Eine Studie zeigt, dass die Einsaat von regionalem Saatgut und Heu aus artenreichen Wiesen die Biodiversität in Wiesen signifikant erhöhen kann, stabiler als Vermehrungssaatgut.

Um die Artenvielfalt von Wiesen zu erhöhen, reicht eine extensive Bewirtschaftung meist nicht aus. Denn die verschwundenen Pflanzenarten wandern nicht von selbst ein, wenn sie in der näheren Umgebung nicht mehr vorhanden sind. Sie müssen deshalb über artenreiches Saatgut aktiv eingebracht werden. 

Eine neue Studie der Universität Bern, an welcher Daniel Slodowicz von HoloSem beteiligt war, zeigt, dass sich mit der Einsaat von regionalem Saatgut oder der Übertragung von Heu aus artenreichen Wiesen die Biodiversität erfolgreich und nachhaltig zumindest teilweise wiederherstellen lässt.

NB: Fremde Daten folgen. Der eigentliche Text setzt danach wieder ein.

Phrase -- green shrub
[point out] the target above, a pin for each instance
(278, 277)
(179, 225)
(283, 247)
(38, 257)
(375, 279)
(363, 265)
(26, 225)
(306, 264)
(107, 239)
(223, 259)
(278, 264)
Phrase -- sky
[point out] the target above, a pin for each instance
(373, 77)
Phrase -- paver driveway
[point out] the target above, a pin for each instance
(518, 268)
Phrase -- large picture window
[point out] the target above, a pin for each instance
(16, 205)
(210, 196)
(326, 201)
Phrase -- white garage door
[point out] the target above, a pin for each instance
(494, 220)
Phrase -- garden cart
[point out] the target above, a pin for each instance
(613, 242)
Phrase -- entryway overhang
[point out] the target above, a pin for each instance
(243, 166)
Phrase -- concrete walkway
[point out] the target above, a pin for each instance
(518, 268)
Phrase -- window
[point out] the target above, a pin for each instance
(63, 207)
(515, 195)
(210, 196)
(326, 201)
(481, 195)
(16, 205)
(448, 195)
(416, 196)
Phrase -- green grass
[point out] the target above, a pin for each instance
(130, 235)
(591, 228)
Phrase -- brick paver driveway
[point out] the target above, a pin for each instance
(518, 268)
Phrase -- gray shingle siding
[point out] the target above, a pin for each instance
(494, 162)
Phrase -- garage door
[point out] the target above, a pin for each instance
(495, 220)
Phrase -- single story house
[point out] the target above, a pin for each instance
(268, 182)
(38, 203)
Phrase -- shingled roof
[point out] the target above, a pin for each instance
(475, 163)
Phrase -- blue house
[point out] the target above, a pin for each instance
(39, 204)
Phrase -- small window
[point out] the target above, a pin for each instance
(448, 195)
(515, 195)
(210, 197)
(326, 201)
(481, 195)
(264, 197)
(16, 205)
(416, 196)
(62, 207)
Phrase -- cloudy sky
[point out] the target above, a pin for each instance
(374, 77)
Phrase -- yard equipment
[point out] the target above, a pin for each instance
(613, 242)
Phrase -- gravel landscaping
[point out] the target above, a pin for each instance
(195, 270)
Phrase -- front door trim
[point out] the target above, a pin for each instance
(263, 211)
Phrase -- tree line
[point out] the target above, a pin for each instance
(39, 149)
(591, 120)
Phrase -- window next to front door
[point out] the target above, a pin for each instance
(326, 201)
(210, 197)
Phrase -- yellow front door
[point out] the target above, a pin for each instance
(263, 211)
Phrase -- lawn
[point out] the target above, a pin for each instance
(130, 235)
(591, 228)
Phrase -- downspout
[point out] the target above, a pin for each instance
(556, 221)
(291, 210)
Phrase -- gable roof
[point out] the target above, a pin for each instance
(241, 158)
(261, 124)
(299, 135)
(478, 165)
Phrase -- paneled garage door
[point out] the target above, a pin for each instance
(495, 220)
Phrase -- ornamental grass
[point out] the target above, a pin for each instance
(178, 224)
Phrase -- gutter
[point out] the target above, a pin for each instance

Nach vier Jahren konnte bei rund 90% der Flächen die botanische Qualitätsstufe II, das heisst mindestens 6 Qualitäts-Indikatorarten, erreicht werden. Die Anzahl dieser Arten hat sich durch die Ansaaten gegenüber dem Ausgangszustand verdoppelt bis verdreifacht. 

Wiesen, die mit Saatgut aus Spenderwiesen – entweder in Form von Heu oder als Heudrusch -wiederhergestellt wurden, zeigten zudem eine höhere Stabilität als Ansaaten mit Vermehrungssaatgut. Dies wahrscheinlich deshalb, weil die Arten aus Spenderflächen in der Nähe genetisch besser an die standortspezifischen Umweltbedingungen angepasst waren.